Some 97 percent of the water used by settlers was for agricultural purposes, according to the report, which is based on the organization’s 2008 data.

The report, however, noted that because the Jordan Valley and the Dead Sea were agricultural areas, water consumption by both settlers and Palestinians was relatively high.

For example, the 80,000 Palestinians in the Jordan Valley and Dead Sea region used 31 cubic meters of water, which is 21.52% of all water consumed by Palestinians in the entire West Bank, the report said.

It warned that the extent of the disparity was much greater when one compared individual settlements in that region with specific Palestinian communities.

For example, the report stated that the per capita allocation of water to the Niran settlement, north of Jericho, was 433 liters, compared to 225 liters in the Palestinian city of Jericho.


In the central and northern Jordan Valley, the per capital water consumption for Palestinians was 61 liters, a figure almost 40% lower than what is recommended by the World Health Organization.
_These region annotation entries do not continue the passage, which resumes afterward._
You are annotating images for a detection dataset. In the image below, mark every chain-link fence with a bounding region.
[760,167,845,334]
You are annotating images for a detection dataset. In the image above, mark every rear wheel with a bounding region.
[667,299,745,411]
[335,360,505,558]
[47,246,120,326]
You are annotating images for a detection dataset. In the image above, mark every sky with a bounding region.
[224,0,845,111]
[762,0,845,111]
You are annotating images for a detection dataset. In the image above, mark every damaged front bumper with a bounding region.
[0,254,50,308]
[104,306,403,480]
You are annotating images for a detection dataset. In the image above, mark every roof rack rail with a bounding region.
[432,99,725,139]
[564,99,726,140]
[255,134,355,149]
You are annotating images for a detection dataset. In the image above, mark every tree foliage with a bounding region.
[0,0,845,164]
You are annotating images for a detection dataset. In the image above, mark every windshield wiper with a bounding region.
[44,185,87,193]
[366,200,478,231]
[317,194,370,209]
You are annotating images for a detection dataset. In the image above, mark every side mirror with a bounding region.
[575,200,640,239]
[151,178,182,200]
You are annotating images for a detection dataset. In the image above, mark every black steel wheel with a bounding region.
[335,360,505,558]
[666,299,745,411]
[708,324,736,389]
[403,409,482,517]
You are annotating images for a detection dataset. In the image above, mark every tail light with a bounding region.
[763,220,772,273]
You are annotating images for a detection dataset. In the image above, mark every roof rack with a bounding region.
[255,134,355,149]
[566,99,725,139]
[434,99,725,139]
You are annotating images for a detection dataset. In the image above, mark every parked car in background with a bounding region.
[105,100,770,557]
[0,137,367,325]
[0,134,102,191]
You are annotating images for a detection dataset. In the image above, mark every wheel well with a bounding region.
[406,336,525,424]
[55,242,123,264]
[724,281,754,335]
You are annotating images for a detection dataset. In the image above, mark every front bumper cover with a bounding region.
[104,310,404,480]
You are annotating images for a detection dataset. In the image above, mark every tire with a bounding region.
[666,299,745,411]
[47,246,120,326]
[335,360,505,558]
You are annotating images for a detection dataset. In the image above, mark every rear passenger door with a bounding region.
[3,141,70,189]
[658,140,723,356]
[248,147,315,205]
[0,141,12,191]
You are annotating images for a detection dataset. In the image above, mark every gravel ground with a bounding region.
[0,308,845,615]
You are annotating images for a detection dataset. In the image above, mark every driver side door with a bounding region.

The worst discrepancy in water consumption was in the Bedouin community, where most are not connected to a regular water supply and the per capita water consumption was only 20 liters, B’Tselem said.

The report also charged that settlers used a disproportionately larger amount of land than Palestinians.

It said Israel had closed off 77.5% of the Jordan Valley and Dead Sea land to Palestinians by declaring it either state land, military zones or nature reserves.

The Civil Administration said it had not received the report and that it would respond only once it had reviewed the data.